The Data Lineage Gap in APAC Data Engineering
APAC data engineering teams operating large-scale pipelines without lineage tracking face a recurring crisis when data quality incidents occur: the analytics team reports that yesterday's APAC revenue figure is wrong, but no one knows which of the 47 pipeline jobs that ran overnight is responsible. The data engineer manually traces backwards through pipeline dependencies — checking each job's source tables, joining against data quality logs, reading pipeline code to understand transformations — a process that takes hours and requires deep institutional knowledge that exists only in senior engineers' heads.
Data lineage solves this by recording, for every pipeline run, exactly which APAC source datasets were consumed, which APAC output datasets were produced, what transformations were applied, and (at column-level) which specific APAC columns derive from which source columns. With lineage in place, a data quality incident becomes a graph traversal: start from the incorrect APAC output column, traverse upstream edges to find which APAC source changed, and identify which APAC pipeline job introduced the fault.
Three tools cover the APAC data lineage implementation spectrum:
OpenLineage — open standard for data lineage metadata, with integrations for Spark, Airflow, dbt, and Flink that emit structured lineage events to any compatible backend.

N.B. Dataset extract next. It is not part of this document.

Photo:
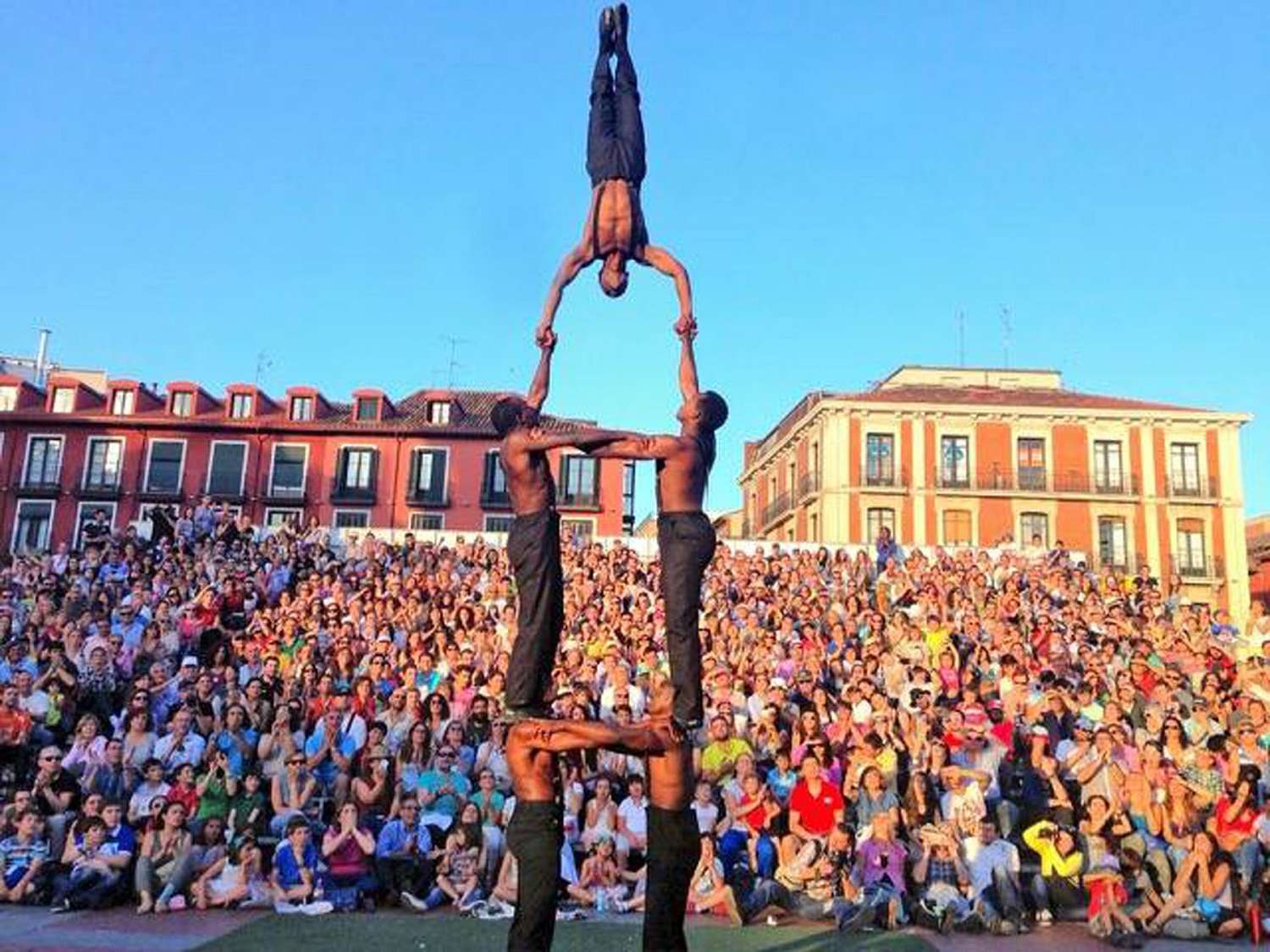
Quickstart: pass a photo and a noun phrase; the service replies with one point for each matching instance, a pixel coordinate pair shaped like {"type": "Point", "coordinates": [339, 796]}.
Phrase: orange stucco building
{"type": "Point", "coordinates": [980, 456]}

Marquez — open-source lineage metadata service and OpenLineage reference backend for storing, querying, and visualizing APAC pipeline lineage.
Spline — Apache Spark-specific lineage tracking with column-level capture from Spark execution plans without application code changes.
APAC Data Lineage Fundamentals
Job-level vs column-level lineage
APAC Job-level lineage (OpenLineage / Marquez):
Job: apac_stg_payments_transform
Inputs: [apac_raw.payment_transactions, apac_raw.currency_rates]
Outputs: [apac_staging.stg_payments]
← Tells APAC which datasets are involved; not which columns
APAC Column-level lineage (Spline for Spark):
apac_staging.stg_payments.apac_payment_amount_usd
← apac_raw.payment_transactions.amount_cents / 100
← apac_raw.currency_rates.usd_rate
← Tells APAC exactly which APAC source columns feed each output
APAC lineage use cases
APAC Impact analysis (change upstream → what breaks?):
"If APAC DBA renames raw_payments.amount_cents"
→ Lineage graph shows: 3 APAC Spark jobs, 7 APAC dbt models, 2 APAC BI reports affected
APAC Root cause analysis (broken output → what caused it?):
"APAC fct_revenue has wrong data for 2026-04-23"
→ Traverse APAC lineage backwards → find stg_payments loaded 0 rows
→ Cause: APAC Kafka lag; raw_payments not fully synced before job ran
APAC Compliance / data sovereignty:
"Which APAC reports consume personal data from apac_raw.customer_pii?"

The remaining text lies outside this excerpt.